The Associated Press monitored Yahoo's meeting through a webcast because the company banned media from the gathering held at a Santa Clara hotel.
Bartz has boosted Yahoo's earnings by cutting costs during her first 2 1/2 years as CEO, but so far hasn't been able to revive the company's revenue growth amid an upturn in Internet advertising that has enriched rivals Google Inc. and Facebook.

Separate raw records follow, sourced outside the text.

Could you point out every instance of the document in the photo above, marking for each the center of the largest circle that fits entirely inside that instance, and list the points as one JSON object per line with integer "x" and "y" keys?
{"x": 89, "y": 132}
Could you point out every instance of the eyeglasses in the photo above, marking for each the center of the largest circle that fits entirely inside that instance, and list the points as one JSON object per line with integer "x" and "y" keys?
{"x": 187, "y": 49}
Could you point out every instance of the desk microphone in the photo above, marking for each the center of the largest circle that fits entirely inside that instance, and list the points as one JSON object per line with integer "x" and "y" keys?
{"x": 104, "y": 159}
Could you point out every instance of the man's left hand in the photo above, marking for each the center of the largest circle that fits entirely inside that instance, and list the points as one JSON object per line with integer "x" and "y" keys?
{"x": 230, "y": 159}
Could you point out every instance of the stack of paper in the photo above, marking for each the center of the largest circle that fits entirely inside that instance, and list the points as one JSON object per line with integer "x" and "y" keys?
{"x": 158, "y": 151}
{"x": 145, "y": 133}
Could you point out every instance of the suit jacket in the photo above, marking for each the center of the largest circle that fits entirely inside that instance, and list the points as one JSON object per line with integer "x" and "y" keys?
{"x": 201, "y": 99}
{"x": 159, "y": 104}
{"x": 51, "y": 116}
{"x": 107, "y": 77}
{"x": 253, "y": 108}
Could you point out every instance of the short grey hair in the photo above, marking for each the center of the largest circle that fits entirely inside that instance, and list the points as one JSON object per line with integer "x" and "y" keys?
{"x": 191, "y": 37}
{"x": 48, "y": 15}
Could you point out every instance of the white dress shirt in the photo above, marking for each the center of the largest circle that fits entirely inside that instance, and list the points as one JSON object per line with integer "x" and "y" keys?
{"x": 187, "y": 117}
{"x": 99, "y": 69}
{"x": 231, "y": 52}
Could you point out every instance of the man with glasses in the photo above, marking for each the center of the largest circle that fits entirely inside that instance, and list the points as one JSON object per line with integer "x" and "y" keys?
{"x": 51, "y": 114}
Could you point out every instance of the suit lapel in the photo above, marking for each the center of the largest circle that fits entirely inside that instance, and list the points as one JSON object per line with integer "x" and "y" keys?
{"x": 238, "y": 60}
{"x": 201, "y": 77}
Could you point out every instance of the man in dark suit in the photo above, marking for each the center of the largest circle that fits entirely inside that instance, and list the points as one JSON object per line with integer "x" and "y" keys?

Yahoo's financial funk also has infected the company's stock, which has been such a laggard that Bartz still hasn't hit any of the price targets that the company's board set for her when she became CEO in 2009. The shares fell 41 cents to $14.82 in Thursday's late morning trading.
Bartz, 62, received 5 million stock options that won't start vesting until Yahoo's stock closes at $17.60 or higher for at least 20 consecutive trading days.
The lackluster results under Bartz have caused some analysts to wonder whether Yahoo's board will replace her before her four-year contract expires in January 2013.
Bostock made it clear that he believes Bartz deserves more time to execute her strategy because she inherited such a mess when she succeeded Yahoo co-founder Jerry Yang.
"We still have a lot of work to do," Bostock said.
Bostock also has faced criticism largely because he was chairman three years ago when Yahoo balked at an opportunity to sell itself to Microsoft Corp. for $47.5 billion, or $33 per share.
Most shareholders are still backing Bartz and Bostock. Based on a preliminary count announced Thursday, Yahoo said about 80 percent of shareholders backed their re-election to the board.
After the squandered Microsoft opportunity, only about 60 percent of shareholders backed Bostock's election to the board in 2008.
Shareholders were going to be given an opportunity to question Bartz at the end of the meeting.